# Where to have a Brown Bear done?



## Rico (Mar 15, 2001)

Just putting some feelers out there. I was fortunate to have returned from Kodiak with a Brown Bear just recently. Looking for some recommendations in state for a full body, upright mount.

Thanks,
Ric


----------



## plugger (Aug 8, 2001)

Legends Taxidermy LLC
Website

 
: 5089 US-31, Scottville, MI 49454
Phone: (231) 757-9589

They have a showroom that usually has several bears in various poses.


----------



## ryan-b (Sep 18, 2009)

Ron Ferguson


----------



## Firefighter (Feb 14, 2007)

Rico said:


> Just putting some feelers out there. I was fortunate to have returned from Kodiak with a Brown Bear just recently. Looking for some recommendations in state for a full body, upright mount.
> 
> Thanks,
> Ric



Why you wanna mount that little cub you got....

Here's some nice work. No personal experience with them though.
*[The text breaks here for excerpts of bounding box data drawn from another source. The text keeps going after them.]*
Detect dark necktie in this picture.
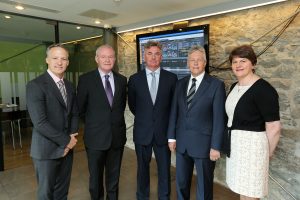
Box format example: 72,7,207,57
57,80,67,105
187,78,197,108
104,74,114,106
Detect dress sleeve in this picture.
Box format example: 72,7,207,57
255,80,280,122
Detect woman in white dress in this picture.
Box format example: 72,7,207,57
225,45,281,200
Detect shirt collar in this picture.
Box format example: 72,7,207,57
190,72,205,83
98,68,112,78
145,67,160,75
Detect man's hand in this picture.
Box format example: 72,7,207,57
169,142,176,152
209,149,221,161
63,147,70,157
67,133,78,149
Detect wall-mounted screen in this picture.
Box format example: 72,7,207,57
136,24,209,78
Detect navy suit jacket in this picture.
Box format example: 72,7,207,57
77,68,127,150
26,72,79,159
168,73,225,158
128,69,177,145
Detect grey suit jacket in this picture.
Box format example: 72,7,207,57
26,72,79,159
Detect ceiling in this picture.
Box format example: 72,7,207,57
0,0,282,32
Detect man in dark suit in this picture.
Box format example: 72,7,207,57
26,44,79,200
128,41,177,200
77,45,127,200
168,46,225,200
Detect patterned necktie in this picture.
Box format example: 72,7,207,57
187,78,197,108
150,72,157,104
57,80,67,105
104,74,114,106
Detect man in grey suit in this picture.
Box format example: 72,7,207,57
128,41,177,200
168,46,225,200
77,45,127,200
26,44,79,200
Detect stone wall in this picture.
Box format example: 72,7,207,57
118,0,300,200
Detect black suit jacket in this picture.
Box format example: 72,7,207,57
128,69,177,145
77,69,127,150
168,73,225,158
26,72,79,159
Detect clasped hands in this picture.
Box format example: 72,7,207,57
168,142,221,161
63,133,78,157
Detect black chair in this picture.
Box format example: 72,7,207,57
0,111,15,149
13,110,33,148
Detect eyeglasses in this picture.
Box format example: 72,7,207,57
189,59,204,63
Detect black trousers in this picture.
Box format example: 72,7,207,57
86,147,124,200
135,144,171,200
32,151,73,200
176,152,215,200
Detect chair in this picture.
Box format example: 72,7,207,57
0,111,16,149
13,110,33,148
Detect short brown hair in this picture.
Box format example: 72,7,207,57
229,45,257,65
144,40,162,50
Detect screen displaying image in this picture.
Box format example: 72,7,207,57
136,25,209,78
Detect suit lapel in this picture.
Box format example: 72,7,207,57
180,76,190,110
64,80,73,112
95,69,110,107
154,69,167,105
189,73,209,109
45,72,68,109
112,72,120,107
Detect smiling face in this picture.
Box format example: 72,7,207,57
95,46,116,74
231,57,254,79
188,51,206,77
46,47,69,79
144,46,162,71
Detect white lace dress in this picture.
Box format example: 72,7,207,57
225,85,269,198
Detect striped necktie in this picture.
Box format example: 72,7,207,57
187,78,197,108
57,80,67,105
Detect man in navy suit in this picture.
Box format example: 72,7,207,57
128,41,177,200
168,46,225,200
26,44,79,200
77,45,127,200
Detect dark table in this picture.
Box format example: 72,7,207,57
0,106,27,171
0,119,4,171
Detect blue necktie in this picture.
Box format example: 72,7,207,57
187,78,197,108
104,74,114,106
57,80,67,105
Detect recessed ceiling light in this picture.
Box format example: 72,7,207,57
15,5,24,10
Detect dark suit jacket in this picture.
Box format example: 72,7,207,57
77,69,127,150
128,69,177,145
26,72,79,159
168,74,225,158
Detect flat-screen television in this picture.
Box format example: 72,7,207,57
136,24,209,79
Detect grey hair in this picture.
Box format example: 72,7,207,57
188,45,206,62
46,43,69,57
144,40,162,50
96,44,116,56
https://thewildlifegallery.com/bear

http://www.artistryofwildlife.com/bear-gallery.html


----------



## MallardMaster (Nov 17, 2003)

x 2 for Legends


----------



## GoBluehunter (Jun 6, 2011)

Naber's Taxidermy in GR; checkout their Facebook page.


----------



## MIfishslayer91 (Dec 24, 2013)

Check out Hilde taxidermy in Clarkston, Bob does some amazing work. He really seems to be popular with the big animals, seems every time I go in his shop he’s working on a bear or something crazy from Africa. Last time it was a hyena attacking a warthog while getting impaled with the warthogs tusk. Definitely worth looking into.


----------